Fans of the Tales series will devour this book and be happy. For others, like myself, who have not read the previous books in the series, but remember the TV adaptation - how ground breaking that was, how exhilarating to watch during a time of repression! - how does this novel, the ninth in the series, stand alone as a complete novel in its own right? I think it does, not least because we are now far removed from Barbary Lane in time and place: most of its characters have aged so much or changed or died, that we are in a different world. Some of them are still there, of course: Brian, Michael, Mary Anne, and Anna Madrigal herself. These characters connect us to previous episodes, acting like an echo chamber in one's memory; but it is Anna who holds it all together - she sits, even at the age of 92, at the centre of her 'logical family', the greatly loved, even revered, matriarch of them all, just as she sits at the heart of this book. She is surely one of modern literature's greatest character creations.

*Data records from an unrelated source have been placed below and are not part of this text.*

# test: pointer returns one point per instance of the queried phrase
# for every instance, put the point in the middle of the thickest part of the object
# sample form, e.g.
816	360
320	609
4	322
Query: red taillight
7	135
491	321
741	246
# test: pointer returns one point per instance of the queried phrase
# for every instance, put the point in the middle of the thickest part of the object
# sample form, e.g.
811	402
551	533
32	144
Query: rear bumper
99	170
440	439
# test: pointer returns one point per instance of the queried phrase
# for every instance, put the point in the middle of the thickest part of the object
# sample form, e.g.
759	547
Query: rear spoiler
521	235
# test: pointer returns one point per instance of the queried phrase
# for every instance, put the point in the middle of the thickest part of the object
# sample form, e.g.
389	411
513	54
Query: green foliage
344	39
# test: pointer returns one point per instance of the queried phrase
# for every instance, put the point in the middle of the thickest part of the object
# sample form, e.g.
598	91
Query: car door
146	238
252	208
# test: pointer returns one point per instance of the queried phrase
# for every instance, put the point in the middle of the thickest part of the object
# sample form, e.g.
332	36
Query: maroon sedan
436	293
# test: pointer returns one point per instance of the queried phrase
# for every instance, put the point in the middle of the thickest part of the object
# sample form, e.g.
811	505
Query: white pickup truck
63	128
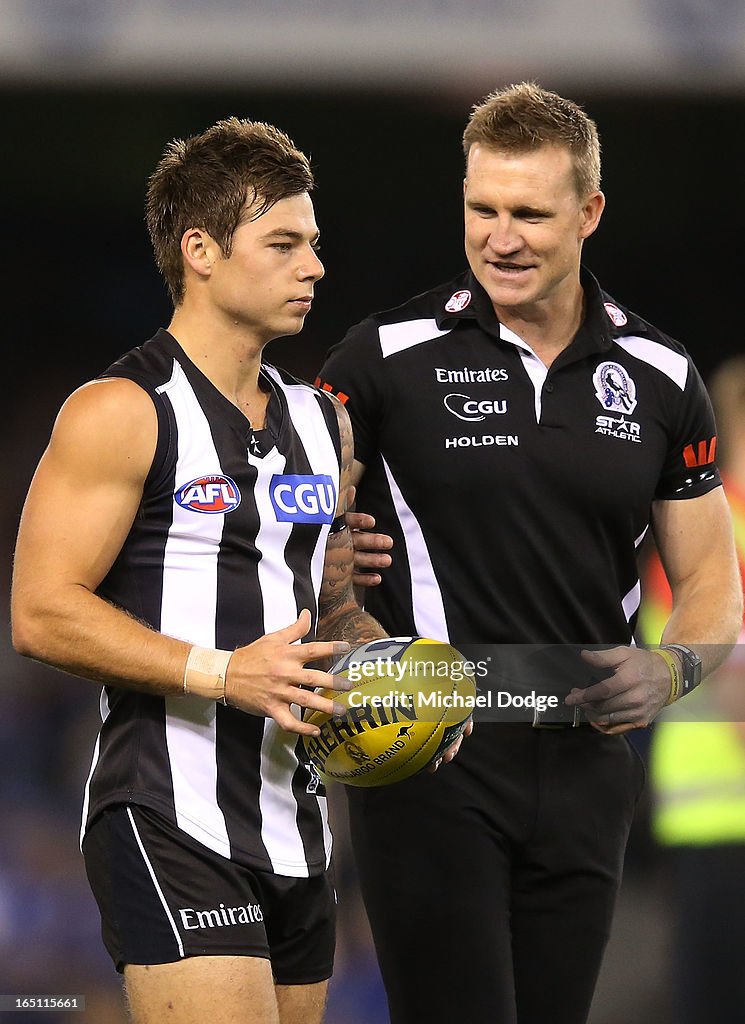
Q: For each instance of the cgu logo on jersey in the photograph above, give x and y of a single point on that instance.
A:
(211, 495)
(300, 498)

Brian, his new wife Wren and Anna travel in Brian's RV back to Winnemucca where Anna was brought up, where she has a ghost to lay from her adolescence. The story of that distant time is told in separate chapter flashbacks; it is one of complex betrayal that leads to tragedy and scars Anna for life. It shines a light in a dark corner of Anna's mysterious heart. Once she's laid this ghost to rest, the three of them travel on to the Burning Man alternative arts festival, to meet up with Jake, her young TS carer, his new boyfriend Amos, Shawna (once adopted by Mary Ann and Brian), Michael, now in his 60s, and his young husband Ben. Interleaving chapters tell of their separate journeys to the festival, and what happens when they get there (Jake and his mates have built a giant tricycle in the shape of a monarch butterfly, with Anna's name as a tribute on the front of it, for the festival procession). They tell how each work towards what they want at this juncture of their lives.

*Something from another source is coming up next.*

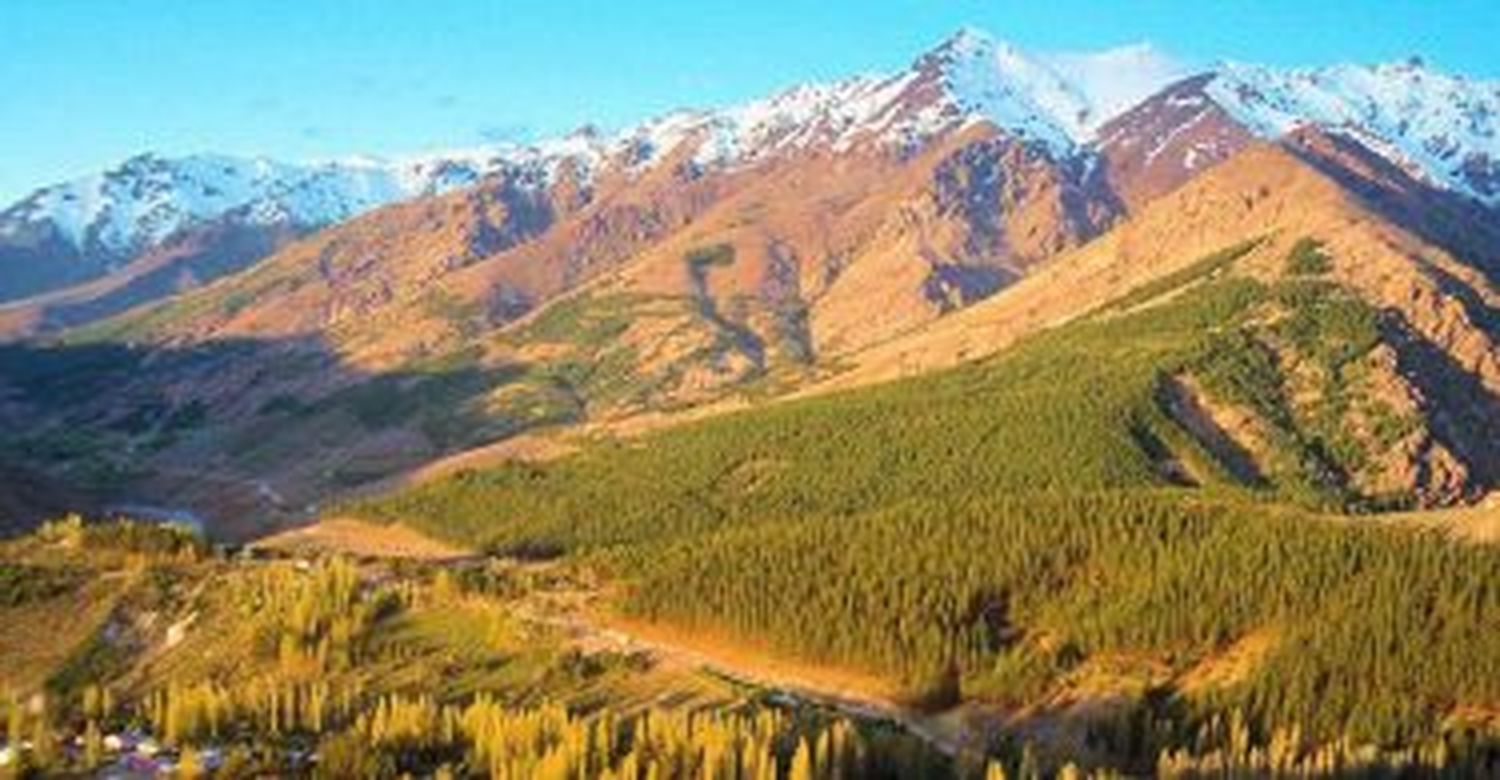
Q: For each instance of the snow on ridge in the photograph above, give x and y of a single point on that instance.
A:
(1431, 123)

Shawna wants a sperm donor - but who will it be, Michael, Ben, Caleb, or someone she's yet to meet? Jake wants to settle down with Amos, but is he the right one? Wren wants to penetrate the mystery of her new friend Anna. Michael wants to stay young enough for his youthful husband. Anna wants to fill in the gaps of her distant past. And the young Anna - Andy - wants to makes sense of Lasko, his first love all those years ago, whom he lets down so disastrously without meaning to. Death casts a long shadow in the direction of some of these characters, but mercifully only touches one.

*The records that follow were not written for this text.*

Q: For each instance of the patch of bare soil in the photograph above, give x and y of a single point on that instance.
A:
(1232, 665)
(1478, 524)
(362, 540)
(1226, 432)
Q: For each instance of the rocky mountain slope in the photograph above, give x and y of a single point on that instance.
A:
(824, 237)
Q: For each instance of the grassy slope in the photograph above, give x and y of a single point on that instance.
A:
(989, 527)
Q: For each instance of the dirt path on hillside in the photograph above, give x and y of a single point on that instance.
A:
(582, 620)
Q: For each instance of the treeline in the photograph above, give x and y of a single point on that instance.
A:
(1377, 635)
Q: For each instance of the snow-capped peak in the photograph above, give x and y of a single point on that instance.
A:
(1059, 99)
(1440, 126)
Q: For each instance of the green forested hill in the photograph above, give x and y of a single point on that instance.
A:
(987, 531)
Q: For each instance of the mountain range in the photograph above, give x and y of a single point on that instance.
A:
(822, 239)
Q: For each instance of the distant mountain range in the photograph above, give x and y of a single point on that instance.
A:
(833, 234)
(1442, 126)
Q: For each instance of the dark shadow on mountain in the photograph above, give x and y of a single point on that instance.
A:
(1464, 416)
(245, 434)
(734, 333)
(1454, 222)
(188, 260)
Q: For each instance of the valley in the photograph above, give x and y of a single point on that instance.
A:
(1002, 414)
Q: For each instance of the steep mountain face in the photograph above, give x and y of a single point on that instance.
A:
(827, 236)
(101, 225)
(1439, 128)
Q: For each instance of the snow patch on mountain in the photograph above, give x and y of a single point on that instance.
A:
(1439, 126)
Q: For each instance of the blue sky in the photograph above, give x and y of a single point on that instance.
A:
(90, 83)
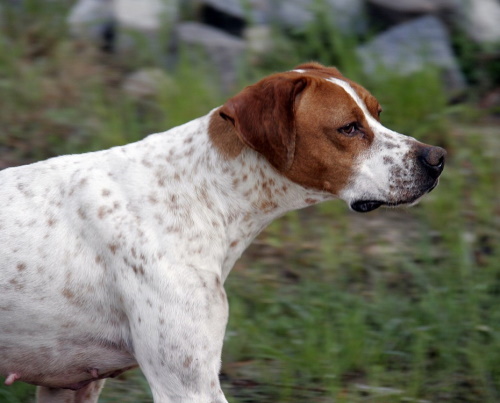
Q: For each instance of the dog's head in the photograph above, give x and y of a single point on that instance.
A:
(323, 131)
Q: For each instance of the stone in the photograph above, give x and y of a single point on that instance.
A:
(89, 19)
(204, 43)
(147, 82)
(145, 15)
(411, 47)
(347, 15)
(143, 25)
(386, 13)
(483, 21)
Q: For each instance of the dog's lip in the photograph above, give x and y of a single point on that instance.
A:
(365, 206)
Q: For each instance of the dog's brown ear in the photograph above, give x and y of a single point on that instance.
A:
(264, 117)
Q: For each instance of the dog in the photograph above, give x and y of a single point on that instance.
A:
(117, 258)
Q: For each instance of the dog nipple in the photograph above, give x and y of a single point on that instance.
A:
(12, 378)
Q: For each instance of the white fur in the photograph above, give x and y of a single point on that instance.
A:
(118, 257)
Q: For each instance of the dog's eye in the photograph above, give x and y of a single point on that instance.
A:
(349, 130)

One of the great achievements of this book, as with the whole series, is to show how we are all connected, at many different levels, sometimes with threads we barely notice, and that through love and respect and attachment we form families of the heart.
The dialogue is natural, witty, brilliant (it could easily come from a play); the psychology is spot on; the wisdom is everywhere, though laid on with a feather; and the prose is contemporary, crisp, honed to perfection. Perhaps honed too much - sometimes the storytelling was so finessed, so controlled, I began to hope for something else, something wild to bubble up from the depths, something unexpected to wrench the story from its gentle paths. That really only happened in the events surrounding Lasko's death, which made those pages - except for the last few chapters - the most absorbing for me. But I quibble: it's a joyous and satisfying read for someone who has not read any of the earlier novels; it must be so much more for those who have.